„Eisbaden“: Kombinate on the rocks

■ Unbekannte Massensportart der DDR / Tausend Eiszapfen in 40 Vereinen / Winterschwimmen Anfang Januar: Westler gesucht

Eisbaden, eine Kreuzung aus spartanischem Abhärtungsritual, Kneippkur und realsozialistischem Freizeitsport hat in der DDR Tradition. Rund 1.000 betreiben in 40 Vereinen das Plantschen on the rocks, 50 allein in in der Ostberliner Betriebssportgemeinschaft „Bergmann Borsig“, die alljährlich das größte Winterschwimmen der Republik (nach Borsig-Angaben sogar das größte Deutschlands, Europas, wenn nicht der Welt) ausrichtet.

Immer im Januar trifft man sich Volksfest-like im Strandbad Orankesee im Hauptstadtbezirk Weißensee. Rund dreihundert Eisbader sind es jedesmal, und der Zuschauer- und Medienauftrieb ist gigantisch, 10.000 Schaulustige, Fernsehen, Radio, Presse. Am ersten Tag normal baden, am zweiten Faschingsschwimmen: wässern mit Mütze, Schal, Handschuhen, Rippunterhose und Wollsocken (s. Bild). Es geht um Gaudi und Gesundheit (und Turnvater Jahn-mäßige Eitelkeit) nicht um Leistung, das ist im Training genauso wie an den beiden Winterschwimmtagen. Schließlich sind die Kaltwasserfans zwischen drei und 85 Jahre alt, und Rekordsucht kann in diesem Medium leicht zu Unterkühlung führen.

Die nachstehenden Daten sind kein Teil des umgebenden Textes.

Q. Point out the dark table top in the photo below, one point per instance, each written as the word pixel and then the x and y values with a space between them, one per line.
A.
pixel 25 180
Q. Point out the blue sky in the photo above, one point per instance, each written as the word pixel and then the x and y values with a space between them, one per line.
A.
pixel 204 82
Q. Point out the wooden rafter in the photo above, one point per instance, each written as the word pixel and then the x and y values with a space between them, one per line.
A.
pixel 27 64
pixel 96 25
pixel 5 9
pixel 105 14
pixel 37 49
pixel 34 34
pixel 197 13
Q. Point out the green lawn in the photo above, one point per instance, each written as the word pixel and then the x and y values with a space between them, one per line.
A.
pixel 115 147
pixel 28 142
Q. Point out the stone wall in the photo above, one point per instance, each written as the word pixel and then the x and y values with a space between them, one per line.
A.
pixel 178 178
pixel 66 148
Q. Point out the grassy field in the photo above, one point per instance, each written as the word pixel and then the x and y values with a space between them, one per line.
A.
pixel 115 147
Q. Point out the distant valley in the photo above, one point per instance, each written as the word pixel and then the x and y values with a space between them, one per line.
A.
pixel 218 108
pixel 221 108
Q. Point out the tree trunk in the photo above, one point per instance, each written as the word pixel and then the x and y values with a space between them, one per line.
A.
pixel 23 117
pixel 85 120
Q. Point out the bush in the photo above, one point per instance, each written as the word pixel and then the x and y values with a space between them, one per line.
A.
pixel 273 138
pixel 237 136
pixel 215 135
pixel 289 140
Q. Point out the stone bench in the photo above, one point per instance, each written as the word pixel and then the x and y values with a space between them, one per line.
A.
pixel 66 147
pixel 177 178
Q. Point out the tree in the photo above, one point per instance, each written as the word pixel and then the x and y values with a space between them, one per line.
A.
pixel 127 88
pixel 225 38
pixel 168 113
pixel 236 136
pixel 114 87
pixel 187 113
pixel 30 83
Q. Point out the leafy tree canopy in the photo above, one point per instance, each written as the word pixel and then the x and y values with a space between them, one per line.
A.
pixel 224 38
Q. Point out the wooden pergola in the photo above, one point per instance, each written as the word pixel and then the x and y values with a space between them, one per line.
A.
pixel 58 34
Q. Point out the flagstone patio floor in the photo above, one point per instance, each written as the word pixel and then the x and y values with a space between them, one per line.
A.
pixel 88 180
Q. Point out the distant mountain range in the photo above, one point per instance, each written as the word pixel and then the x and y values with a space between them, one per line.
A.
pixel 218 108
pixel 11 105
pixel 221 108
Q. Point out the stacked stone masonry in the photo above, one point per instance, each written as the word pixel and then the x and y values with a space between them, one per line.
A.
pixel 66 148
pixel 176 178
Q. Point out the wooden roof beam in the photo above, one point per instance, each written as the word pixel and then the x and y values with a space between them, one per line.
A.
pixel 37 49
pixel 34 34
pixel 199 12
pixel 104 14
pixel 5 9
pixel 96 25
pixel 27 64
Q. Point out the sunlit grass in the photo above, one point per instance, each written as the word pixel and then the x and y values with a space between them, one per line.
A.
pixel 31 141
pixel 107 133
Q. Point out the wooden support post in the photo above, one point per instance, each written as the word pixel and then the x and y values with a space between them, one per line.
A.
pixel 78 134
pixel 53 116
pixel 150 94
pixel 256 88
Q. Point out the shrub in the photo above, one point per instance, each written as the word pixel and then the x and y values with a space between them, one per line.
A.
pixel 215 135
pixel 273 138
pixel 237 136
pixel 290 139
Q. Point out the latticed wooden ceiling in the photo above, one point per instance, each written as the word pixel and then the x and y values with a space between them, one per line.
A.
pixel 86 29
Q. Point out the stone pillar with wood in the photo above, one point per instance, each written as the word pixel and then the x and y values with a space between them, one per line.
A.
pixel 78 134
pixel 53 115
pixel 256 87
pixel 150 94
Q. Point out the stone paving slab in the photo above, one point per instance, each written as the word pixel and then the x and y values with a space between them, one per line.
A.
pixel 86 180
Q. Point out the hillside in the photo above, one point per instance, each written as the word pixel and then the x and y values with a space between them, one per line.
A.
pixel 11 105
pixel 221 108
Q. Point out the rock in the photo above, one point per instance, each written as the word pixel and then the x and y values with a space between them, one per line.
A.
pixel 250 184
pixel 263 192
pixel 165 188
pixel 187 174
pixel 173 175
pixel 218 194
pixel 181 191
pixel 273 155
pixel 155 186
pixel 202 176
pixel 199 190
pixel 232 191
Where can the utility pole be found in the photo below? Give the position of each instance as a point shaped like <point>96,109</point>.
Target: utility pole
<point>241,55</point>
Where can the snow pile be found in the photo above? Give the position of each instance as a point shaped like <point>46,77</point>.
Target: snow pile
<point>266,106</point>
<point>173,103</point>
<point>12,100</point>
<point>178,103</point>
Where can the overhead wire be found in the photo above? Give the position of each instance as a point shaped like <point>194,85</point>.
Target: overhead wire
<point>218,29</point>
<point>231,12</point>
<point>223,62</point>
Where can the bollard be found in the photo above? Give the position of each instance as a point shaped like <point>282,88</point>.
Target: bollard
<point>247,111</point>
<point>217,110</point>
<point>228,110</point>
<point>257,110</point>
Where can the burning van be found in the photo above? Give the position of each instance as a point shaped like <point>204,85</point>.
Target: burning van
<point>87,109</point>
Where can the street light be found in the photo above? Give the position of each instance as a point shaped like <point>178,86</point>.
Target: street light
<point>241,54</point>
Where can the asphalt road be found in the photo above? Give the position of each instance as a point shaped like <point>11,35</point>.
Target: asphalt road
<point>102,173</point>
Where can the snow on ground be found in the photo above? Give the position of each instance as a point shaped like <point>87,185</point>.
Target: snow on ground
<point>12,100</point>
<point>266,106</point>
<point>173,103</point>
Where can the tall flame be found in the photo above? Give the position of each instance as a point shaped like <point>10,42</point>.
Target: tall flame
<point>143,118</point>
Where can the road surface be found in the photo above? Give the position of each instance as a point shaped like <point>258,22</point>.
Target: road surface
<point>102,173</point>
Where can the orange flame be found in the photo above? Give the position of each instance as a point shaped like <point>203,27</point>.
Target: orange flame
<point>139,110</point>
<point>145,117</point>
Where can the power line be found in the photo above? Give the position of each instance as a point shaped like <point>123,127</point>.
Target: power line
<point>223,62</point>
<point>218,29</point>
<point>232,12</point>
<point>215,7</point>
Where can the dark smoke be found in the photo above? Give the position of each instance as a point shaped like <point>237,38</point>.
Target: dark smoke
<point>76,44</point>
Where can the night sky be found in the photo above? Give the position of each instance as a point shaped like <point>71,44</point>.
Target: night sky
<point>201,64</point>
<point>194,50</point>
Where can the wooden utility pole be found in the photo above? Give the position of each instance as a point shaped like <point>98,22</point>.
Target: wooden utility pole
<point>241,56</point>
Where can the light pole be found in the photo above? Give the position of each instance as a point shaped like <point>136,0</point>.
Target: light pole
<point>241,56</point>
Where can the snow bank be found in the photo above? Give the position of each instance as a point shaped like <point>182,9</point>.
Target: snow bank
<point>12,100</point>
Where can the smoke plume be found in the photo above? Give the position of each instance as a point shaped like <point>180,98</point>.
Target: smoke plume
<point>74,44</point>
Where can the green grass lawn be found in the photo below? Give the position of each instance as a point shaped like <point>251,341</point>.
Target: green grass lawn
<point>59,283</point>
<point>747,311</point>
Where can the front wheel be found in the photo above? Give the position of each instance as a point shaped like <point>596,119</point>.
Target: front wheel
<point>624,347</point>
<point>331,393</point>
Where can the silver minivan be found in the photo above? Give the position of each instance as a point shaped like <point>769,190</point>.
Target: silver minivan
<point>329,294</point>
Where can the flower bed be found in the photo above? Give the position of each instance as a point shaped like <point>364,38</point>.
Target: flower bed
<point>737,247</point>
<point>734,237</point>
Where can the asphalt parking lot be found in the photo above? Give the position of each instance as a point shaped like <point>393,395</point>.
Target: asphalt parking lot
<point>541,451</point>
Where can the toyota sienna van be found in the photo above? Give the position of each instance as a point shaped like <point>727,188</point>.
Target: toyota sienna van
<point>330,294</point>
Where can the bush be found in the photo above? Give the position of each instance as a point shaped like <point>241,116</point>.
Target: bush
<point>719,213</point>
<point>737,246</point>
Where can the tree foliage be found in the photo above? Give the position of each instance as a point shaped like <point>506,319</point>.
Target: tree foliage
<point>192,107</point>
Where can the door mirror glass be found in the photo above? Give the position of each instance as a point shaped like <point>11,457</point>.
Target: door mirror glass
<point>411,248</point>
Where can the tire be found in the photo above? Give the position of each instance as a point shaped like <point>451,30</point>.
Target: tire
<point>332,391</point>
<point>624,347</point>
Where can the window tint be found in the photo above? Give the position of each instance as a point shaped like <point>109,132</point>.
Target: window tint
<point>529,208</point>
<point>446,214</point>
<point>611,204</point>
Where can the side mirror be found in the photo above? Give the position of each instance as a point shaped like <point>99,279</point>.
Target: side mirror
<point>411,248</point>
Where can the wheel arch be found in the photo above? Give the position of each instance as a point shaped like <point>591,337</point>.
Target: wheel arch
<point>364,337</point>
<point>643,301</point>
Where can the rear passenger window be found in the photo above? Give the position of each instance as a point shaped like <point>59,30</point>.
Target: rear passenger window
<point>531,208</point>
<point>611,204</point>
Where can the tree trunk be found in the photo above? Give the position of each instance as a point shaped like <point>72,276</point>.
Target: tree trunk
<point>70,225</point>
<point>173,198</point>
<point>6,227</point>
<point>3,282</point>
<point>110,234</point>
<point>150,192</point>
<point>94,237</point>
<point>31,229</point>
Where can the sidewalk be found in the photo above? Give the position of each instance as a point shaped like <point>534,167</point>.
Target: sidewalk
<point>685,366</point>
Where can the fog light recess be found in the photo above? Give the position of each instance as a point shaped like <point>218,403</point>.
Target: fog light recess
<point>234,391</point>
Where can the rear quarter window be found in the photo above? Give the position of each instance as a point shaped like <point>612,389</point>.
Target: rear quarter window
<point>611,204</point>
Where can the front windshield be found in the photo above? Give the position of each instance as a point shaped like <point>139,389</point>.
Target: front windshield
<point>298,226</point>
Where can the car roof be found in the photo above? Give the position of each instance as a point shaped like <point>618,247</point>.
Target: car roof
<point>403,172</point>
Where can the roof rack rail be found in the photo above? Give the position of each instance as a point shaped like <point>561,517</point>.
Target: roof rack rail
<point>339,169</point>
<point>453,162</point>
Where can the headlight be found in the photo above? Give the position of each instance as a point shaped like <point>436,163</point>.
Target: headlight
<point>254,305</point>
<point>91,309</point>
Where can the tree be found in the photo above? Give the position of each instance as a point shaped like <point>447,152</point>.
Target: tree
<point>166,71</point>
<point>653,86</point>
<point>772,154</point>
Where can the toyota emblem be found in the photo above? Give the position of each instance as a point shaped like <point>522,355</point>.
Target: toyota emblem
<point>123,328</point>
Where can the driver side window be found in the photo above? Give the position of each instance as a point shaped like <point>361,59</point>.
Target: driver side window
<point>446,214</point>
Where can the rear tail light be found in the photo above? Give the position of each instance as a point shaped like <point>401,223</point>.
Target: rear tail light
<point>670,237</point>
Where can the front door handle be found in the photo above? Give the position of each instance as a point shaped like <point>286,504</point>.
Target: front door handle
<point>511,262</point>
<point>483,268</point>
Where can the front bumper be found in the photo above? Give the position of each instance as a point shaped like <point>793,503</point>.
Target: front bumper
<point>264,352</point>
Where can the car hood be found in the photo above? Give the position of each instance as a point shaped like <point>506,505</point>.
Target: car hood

Auch Eiszapfen aus den Bruderländern CSSR, Polen und UdSSR nehmen teil, nach dem Mauerfall rechnen die Winterschwimmer vom Borsig Kombinat nun auch mit Winterfesten aus dem Westen. Wer sich zum 7. Winterschwimmen am Wochenende 6./7. Januar im Strandbad Orankesee anmelden will, sollte sich schriftlich an folgende Adresse wenden: Vorsitzender der Winterschwimmsektion BSG-Bergmann-Borsig, Jörg Petermann, Köthener Str. 14, Berlin 1143. Die Startgebühr ist vorort zu zahlen (fünf Mark Ost oder West), eine ärztliches Attest sollte möglichst auch dabei sein.

Wie kommt LeserIn hin? Mit der S-Bahn bis Station Thälmann -Park. Dann die Straßenbahn in Richtung Weißensee. Schaffner fragen, wo man zum Orankesee aussteigen muß.